According to the law of conservation of linear momentum, when the vector sum of the external forces that act on a system of bodies equals zero, the total linear momentum of the system remains constant no matter what momentum changes occur within the system.

Although interactions within the system may change the distribution of the total momentum among the various bodies in the system, the total momentum does not change. Such interactions can give rise to two general classes of events: explosions, in which an original single body flies apart into separate bodies, and collisions, in which two or more bodies collide and either stick together or move apart, in each case with a redistribution of the original total momentum.

Solved Problem 5.3 A rocket explodes in midair. How does this affect (a) its total momentum and (b) its total kinetic energy?


(a) The total momentum remains the same because no external forces acted on the rocket.

(b) The total kinetic energy increases because the rocket fragments received additional KE from the explosion.


Momentum is also conserved in collisions. If a moving billiard ball strikes a stationary one, the two move off in such a way that the vector sum of their momenta is the same as the initial momentum of the first ball (Figure 5-1). This is true even if the balls move off in different directions.
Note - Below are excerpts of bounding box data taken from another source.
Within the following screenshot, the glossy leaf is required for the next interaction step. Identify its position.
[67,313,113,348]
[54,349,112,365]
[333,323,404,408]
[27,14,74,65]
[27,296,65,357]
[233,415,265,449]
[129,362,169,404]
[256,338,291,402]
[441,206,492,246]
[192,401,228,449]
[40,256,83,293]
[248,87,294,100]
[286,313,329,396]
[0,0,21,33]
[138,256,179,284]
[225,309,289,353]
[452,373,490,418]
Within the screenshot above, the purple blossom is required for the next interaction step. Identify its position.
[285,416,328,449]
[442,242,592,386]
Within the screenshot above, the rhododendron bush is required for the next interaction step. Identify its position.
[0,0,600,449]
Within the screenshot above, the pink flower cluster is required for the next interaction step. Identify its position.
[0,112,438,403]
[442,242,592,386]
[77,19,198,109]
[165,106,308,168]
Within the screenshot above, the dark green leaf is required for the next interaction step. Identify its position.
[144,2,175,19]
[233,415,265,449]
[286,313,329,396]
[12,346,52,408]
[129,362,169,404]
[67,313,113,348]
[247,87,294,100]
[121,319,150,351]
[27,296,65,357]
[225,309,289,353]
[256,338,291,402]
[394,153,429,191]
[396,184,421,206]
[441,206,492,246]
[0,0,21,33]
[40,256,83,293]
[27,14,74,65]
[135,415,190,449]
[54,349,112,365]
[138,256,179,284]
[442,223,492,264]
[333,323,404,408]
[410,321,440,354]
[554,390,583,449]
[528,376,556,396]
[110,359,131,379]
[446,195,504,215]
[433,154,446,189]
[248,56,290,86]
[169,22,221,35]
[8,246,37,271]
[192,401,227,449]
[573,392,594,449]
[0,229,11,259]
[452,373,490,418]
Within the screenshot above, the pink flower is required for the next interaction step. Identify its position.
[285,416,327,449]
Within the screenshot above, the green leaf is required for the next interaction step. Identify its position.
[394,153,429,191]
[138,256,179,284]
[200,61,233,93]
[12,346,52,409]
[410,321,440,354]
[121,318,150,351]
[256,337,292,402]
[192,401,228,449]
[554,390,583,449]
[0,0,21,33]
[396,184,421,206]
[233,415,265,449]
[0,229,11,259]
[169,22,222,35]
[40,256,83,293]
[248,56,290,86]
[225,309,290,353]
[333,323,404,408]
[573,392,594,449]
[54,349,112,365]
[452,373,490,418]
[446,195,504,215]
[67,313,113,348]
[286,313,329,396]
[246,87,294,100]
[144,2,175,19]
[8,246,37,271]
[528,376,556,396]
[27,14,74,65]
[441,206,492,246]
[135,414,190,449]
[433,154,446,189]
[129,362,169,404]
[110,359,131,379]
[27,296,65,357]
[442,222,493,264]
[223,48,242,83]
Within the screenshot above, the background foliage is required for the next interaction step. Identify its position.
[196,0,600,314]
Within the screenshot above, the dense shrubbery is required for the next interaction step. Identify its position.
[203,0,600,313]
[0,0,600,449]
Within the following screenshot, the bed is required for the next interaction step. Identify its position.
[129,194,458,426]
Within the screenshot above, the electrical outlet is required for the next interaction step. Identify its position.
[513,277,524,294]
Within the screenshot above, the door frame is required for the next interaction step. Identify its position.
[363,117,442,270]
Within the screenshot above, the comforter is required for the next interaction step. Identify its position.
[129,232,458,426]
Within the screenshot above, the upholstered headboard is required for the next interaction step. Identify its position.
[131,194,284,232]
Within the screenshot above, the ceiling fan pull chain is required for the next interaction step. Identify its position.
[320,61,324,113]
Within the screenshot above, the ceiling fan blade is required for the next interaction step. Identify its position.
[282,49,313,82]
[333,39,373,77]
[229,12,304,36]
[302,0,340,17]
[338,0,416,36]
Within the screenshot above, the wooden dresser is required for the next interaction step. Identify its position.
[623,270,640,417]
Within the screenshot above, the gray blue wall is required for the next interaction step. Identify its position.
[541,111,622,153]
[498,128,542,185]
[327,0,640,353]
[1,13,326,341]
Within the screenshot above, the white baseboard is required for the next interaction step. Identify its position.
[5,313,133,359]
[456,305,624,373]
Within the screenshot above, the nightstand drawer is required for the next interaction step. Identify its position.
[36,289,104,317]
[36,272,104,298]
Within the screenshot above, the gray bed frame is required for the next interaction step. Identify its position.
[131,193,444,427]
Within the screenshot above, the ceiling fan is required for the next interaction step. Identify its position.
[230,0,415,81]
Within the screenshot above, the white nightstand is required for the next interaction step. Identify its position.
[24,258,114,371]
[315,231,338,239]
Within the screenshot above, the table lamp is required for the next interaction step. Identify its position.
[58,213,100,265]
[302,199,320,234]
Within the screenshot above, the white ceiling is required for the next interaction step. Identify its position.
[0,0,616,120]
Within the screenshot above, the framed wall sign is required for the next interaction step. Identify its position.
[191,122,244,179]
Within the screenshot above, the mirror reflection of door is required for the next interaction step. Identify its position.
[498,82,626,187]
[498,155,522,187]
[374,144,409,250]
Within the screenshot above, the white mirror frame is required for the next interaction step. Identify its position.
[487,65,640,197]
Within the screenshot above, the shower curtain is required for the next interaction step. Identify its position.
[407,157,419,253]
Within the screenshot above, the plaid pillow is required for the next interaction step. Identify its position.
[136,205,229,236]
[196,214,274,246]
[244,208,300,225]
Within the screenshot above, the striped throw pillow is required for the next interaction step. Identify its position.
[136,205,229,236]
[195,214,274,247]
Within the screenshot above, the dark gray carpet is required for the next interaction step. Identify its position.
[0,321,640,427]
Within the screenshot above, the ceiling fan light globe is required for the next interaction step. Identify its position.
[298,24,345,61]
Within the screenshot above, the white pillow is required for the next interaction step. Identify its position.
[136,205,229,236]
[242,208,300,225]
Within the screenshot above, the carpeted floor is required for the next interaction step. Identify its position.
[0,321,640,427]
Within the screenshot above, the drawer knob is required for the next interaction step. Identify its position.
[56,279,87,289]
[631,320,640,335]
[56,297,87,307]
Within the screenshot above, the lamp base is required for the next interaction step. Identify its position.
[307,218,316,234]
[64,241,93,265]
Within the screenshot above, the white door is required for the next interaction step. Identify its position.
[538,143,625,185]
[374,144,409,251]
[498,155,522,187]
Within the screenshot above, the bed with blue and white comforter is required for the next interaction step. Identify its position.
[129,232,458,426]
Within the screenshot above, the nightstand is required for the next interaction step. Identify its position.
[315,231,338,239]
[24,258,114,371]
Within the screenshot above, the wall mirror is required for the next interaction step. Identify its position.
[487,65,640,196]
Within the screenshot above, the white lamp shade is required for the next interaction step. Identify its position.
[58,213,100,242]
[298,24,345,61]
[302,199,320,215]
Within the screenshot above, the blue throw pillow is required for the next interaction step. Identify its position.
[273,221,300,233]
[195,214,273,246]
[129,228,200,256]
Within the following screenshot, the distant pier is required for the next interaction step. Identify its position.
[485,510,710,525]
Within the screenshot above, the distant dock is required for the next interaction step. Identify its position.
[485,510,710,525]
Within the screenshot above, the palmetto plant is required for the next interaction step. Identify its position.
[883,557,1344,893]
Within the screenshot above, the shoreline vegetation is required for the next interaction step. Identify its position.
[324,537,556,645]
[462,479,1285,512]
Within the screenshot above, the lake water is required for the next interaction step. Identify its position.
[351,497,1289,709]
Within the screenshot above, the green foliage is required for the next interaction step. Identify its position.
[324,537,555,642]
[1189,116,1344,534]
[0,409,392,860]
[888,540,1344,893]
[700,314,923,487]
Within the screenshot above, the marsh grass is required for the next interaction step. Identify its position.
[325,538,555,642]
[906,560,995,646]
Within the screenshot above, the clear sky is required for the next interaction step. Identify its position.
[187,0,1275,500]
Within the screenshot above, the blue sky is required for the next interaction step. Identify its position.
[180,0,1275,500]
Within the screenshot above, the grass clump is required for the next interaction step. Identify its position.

A perfectly elastic collision is one in which the bodies involved move apart in such a way that kinetic energy as well as momentum is con- served. In a perfectly inelastic collision, the bodies stick together and the kinetic energy loss is the maximum possible consistent with momentum conservation. Most collisions are intermediate between these two extremes.


Figure 5-1

Solved Problem 5.4 A 2000-Ib car moving at 50 mi/h collides head-on with a 3000-lb car moving at 20 mi/h, and the two cars stick together. Which way does the wreckage move?

Solution. The 2000-lb car had the greater initial momentum, so the wreckage moves in the same direction it had.